One of the largest expenses for grain producers are crop costs; specifically, fertilizer. In Wisconsin, one young grain producer is collaborating with hog, beef and dairy producers in the area in an effort to reduce cost. Many livestock producers are finding that in a suppressed commodity market, their animal manure is the new MVP, or most valuable product, of the operation. This Wisconsin producer used soil sampling to determine the manure amount required according to his nutrient management standards. Consequently, he was able to decrease his fertilizer costs by $30-40 per acre. On the other side of the equation, the livestock producers with which he worked were able to add 3-5% percent to their revenue. These producers also share equipment to handle the manure, which better utilizes their fixed costs per acre.
Right now, an educational class on win-win negotiation is one of the best choices a producer can make. The art of negotiation will be critical for economic survival in 2016 and beyond, especially for producers with large amounts of rented ground. Land owners may also be financially pinched, which makes finding a solution in which everyone wins, critical. Producers who positioned well during record profits may be able to negotiate rates on other input costs such as equipment. Now is the time to highlight your trends of valuable, long-term land management practices and integrate them into land negotiations.
Although often difficult, carefully examine all human resources and determine whether they are productive and efficient. Recently, one producer asked his uncle to consider retirement. When corn prices were $8 per bushel and soybean prices were in the mid-teens, his salary, benefits and other perks ranged from $150,000 to $175,000 annually. Given commodity prices, this was acceptable. Now, the uncle is a financial burden weakening the operation’s sustainability. This one change saved between $10 and $15 an acre, net the new replacement. While a significant change, remember that it will take several large and small cuts to total significant savings.
While maximum efficiency is vital in today’s economic environment, generating more income is another solution to add to the mix. First, modify your marketing and risk management plan to include additional sources of income. Diversification is one tool you can use as part of a modified plan.
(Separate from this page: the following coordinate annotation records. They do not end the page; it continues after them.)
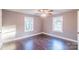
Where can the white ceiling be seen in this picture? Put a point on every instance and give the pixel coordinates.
(33, 11)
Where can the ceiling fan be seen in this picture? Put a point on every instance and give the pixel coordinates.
(45, 12)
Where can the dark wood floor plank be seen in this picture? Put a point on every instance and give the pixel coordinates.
(41, 42)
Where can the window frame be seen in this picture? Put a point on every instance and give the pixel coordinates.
(25, 24)
(55, 24)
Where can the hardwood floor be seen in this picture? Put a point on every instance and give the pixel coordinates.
(40, 42)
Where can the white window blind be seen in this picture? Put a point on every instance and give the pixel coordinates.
(28, 24)
(58, 23)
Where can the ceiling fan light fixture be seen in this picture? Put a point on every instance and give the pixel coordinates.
(43, 15)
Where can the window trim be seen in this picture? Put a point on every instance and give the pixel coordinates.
(25, 30)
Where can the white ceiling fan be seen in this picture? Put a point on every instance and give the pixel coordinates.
(45, 12)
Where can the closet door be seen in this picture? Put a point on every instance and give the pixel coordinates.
(0, 27)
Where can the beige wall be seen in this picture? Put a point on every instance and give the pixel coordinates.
(17, 19)
(69, 25)
(42, 24)
(0, 27)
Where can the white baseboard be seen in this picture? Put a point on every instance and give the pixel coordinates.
(41, 33)
(68, 39)
(18, 38)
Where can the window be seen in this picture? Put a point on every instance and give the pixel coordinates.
(28, 24)
(8, 32)
(58, 23)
Examine different diversification options and factors to determine the optimal combination for your operation. Remember that any additions must be complimentary to your existing operation and business goals. Suppressed commodity prices dictate decreased expenses. However, the combination of decreased expenses and increased income will most likely be more powerful than either alone.
Tough times require tough decisions, negotiations and collaboration. Success is not achieved by a magical silver bullet but through a combination of improved practices. Agronomically, progressive producers know how to “grow more with less.” Today, one needs to create ways to do it economically, as well. Regardless of the target number for cuts or income, innovation and creativity will be required to maintain success. Luckily, innovation, creativity and ingenuity are all well-established attributes of any good farmer.